Monthly precipitation was significantly above average in March, May, June, July, October, and November. The months of February, August, September, and December were drier than normal. No record highs or lows were set in 2017.

Fig 5 Max and Min Precipitation Bar Graph

More high water events but only one in the Top 100

Above average precipitation led to above average runoff in 2017. Runoff is the portion of precipitation which flows downhill and enters streams, rivers, lakes or ponds. Annual runoff for the Great Miami River was 19.12 inches, which is 4.55 inches above average.

MCD recorded 16 high water events in 2017 – well above the annual average of eight.
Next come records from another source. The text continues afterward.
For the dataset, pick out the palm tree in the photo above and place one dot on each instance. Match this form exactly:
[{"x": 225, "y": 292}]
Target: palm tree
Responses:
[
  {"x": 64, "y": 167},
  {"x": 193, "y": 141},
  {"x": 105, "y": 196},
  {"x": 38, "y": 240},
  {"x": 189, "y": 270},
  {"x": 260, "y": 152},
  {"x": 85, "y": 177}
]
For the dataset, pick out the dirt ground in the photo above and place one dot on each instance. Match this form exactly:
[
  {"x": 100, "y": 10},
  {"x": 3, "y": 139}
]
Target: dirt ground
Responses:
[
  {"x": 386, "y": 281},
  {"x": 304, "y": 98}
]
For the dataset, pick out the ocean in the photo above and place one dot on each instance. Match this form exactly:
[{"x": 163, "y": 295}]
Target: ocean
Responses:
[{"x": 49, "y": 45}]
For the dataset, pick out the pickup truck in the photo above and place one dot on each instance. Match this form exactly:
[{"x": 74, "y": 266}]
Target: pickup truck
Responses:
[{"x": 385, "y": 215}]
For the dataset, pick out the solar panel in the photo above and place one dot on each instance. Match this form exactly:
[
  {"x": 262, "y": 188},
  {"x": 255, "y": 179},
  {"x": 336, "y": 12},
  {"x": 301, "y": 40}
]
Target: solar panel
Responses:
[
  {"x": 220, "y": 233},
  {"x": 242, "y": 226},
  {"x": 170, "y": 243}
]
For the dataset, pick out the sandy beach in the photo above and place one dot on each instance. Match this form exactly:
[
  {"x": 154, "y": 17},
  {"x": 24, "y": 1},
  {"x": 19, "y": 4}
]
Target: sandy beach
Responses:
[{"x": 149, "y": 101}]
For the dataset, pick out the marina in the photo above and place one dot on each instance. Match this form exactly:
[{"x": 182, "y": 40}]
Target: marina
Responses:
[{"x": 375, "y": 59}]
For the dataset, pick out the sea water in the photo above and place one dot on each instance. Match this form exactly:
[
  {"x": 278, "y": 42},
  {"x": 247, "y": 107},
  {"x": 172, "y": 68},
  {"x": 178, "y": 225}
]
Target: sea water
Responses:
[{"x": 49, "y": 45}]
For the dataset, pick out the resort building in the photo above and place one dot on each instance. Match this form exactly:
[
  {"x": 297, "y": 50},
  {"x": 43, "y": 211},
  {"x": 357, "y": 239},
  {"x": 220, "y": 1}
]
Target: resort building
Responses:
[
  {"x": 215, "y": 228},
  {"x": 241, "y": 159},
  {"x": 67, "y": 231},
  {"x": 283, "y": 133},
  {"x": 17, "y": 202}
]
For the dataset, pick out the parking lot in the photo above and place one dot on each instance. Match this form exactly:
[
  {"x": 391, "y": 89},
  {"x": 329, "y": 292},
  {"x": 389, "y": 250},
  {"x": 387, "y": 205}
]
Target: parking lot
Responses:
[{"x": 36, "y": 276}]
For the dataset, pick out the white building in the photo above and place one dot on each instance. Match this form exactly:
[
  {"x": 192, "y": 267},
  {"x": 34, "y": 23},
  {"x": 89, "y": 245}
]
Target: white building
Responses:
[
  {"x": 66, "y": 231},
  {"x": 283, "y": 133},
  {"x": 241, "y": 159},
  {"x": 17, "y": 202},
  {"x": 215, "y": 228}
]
A high water event is defined by MCD as a time when one or more of the following occurs:

  • Any one dam goes into storage—when the conduits slow the flow of water. This is approximately when the conduits are flowing full.
  • The river at any one of the cities we protect reaches an action stage as defined by the MCD Emergency Action Plan.

The largest high water event in 2017 took place from May 4–10 and resulted in peak storage of 30,500 acre-feet (9.9 billion gallons) of water behind MCD dams. All of the dams except Huffman were storing floodwaters.This event ranked as the 60th largest high water event in MCD history.

All in all, 2017 was a continuation of the rising trend in precipitation for our region. What can we expect in the future? If the trend continues, more rain, more runoff, and more high water events.